Speaker 2:yeah, so um, like everybody else in this country, um, the Michigan State Police are still struggling than getting people right. You know last, I think I heard we're four or five hundred down, you know somewhere?
Speaker 2:in that neighborhood, yeah, and so we run a lot of the task force up here, or at least a part of them. So we talk about fugitive task force, narcotic as far as street level, uh, drug and dealing um canine bomb squad. Um, we have a very good uh that's called the es team, emergency support team, uh SWAT team like which, uh, same as you guys have helicopters, you know we have all.

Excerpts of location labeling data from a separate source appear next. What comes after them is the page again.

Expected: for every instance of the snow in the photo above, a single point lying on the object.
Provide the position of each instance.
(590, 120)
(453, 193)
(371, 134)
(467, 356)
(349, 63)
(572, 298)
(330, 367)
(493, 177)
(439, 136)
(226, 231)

Speaker 1:We have all that stuff and uh hey y'all, eric levine, two cops, one donut. I'm out here currently on my military time and I thought I'd take a second to kind of give a shout out to my sponsor, peregrine. I've roughly got about 18 years of law enforcement under my belt and I've seen a lot of really cool advancements in law enforcement. The biggest advancements in law enforcement, I think, are like fingerprints, dna testing and then, more recently I would say, license plate readers. Those things have all changed the game in law enforcement and now I think Peregrine is on that level that's going to change it up. But I've had people ask me what is Peregrine? And I want to talk about that. Now there's a caveat to it. Peregrine is so in depth. I'm only going to talk about one small feature that it's able to do, because I can't fit everything that they do in one little ad. All right, I'm going to take you on a little mental journey.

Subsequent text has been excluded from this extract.